I just stare at her, but she turns her head back to the person giving her her diploma. I feel the loss immediately. Worse than the time I had to finally let her go, placing her in the ambulance and watching it drive away.
Something is different. I can feel my heart pounding in my chest. I turn and make my way out the exit. I’m not sure what the fuck I’m doing or where I’m going. I just know I can’t breathe.
He came. Those words repeat over and over again in my head. I knew I could feel him when I walked on the stage as if my body was just attuned to him. I turned to look and he was just there staring back at me with the most intense eyes. Eyes I could never forget. Eyes I haven't forgotten over the years. This crush never lessened, even with time.

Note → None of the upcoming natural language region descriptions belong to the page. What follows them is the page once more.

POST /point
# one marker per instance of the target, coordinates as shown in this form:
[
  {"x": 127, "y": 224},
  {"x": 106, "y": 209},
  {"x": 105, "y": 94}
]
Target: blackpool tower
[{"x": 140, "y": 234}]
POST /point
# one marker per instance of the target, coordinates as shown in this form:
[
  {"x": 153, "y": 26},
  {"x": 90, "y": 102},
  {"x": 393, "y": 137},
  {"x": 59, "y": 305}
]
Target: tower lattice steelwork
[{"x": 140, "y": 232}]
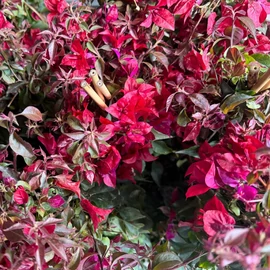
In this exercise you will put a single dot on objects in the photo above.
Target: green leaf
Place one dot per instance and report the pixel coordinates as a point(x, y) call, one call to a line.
point(162, 58)
point(130, 214)
point(192, 151)
point(259, 116)
point(266, 249)
point(161, 148)
point(232, 101)
point(75, 261)
point(160, 136)
point(171, 265)
point(166, 260)
point(8, 172)
point(235, 209)
point(183, 119)
point(250, 25)
point(20, 147)
point(266, 200)
point(91, 47)
point(251, 104)
point(74, 123)
point(263, 59)
point(32, 113)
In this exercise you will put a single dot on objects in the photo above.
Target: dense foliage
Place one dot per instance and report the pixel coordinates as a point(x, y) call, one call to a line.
point(170, 170)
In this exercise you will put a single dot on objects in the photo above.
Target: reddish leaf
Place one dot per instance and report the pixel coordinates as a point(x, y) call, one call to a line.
point(32, 113)
point(49, 142)
point(162, 58)
point(196, 190)
point(217, 222)
point(97, 214)
point(192, 131)
point(210, 180)
point(256, 13)
point(64, 181)
point(215, 204)
point(236, 237)
point(184, 7)
point(20, 196)
point(56, 201)
point(211, 22)
point(171, 2)
point(19, 146)
point(163, 18)
point(200, 101)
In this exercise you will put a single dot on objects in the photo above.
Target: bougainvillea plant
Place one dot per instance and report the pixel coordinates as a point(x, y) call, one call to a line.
point(161, 160)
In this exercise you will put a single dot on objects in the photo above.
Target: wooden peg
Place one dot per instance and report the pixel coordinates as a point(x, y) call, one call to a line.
point(103, 88)
point(91, 92)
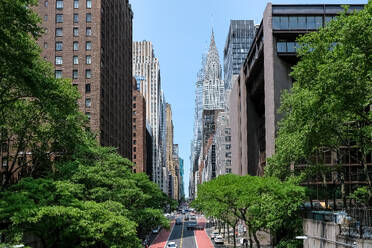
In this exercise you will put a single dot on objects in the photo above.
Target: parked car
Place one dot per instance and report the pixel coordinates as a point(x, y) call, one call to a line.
point(199, 227)
point(214, 234)
point(156, 230)
point(244, 242)
point(218, 239)
point(191, 226)
point(172, 245)
point(178, 221)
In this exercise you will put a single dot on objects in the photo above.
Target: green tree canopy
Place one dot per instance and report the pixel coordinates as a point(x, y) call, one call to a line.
point(329, 104)
point(263, 203)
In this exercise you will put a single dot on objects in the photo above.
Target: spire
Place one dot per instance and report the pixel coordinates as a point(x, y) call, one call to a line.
point(213, 42)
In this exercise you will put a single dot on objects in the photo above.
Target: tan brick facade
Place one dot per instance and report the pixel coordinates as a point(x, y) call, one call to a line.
point(103, 31)
point(139, 153)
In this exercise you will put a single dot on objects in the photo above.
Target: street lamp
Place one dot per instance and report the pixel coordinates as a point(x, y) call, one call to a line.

When I exited the stage I didn’t go back to my seat like I was supposed to. I rushed to where he was standing but he was gone. Nowhere to be found. I didn’t even get to talk to him. Not even a simple hello. There were so many things I wanted to say but he just left. Like the last time I’d seen him. Just gone without a trace. Taking a little part of me with him.
I look at myself in the mirror of my bedroom having removed my gown and dress and now only wearing a swimsuit for the party my parents had put together.
Maybe he’s come tonight. I invited him to both the graduation and the party. But what if he doesn’t, a little voice in the back of my head whispers making a knot form in my tummy.
He has to. He will.
I make myself believe those words. There’s no other option, he has to come. I’ve been waiting for this moment for the past two years. To talk to the man that saved my life. I’d researched the story a few times since that day.
There had been plenty of articles on the kidnapping. My stepfather is a rich man and the news ate up the story. Wanting to know anything and everything. I soaked up all their stories equally. Some might think I was annoyed with the press but I wasn't. It gave me away to find out more about Coen. Like that he killed the man that had taken me and lost everything because of it.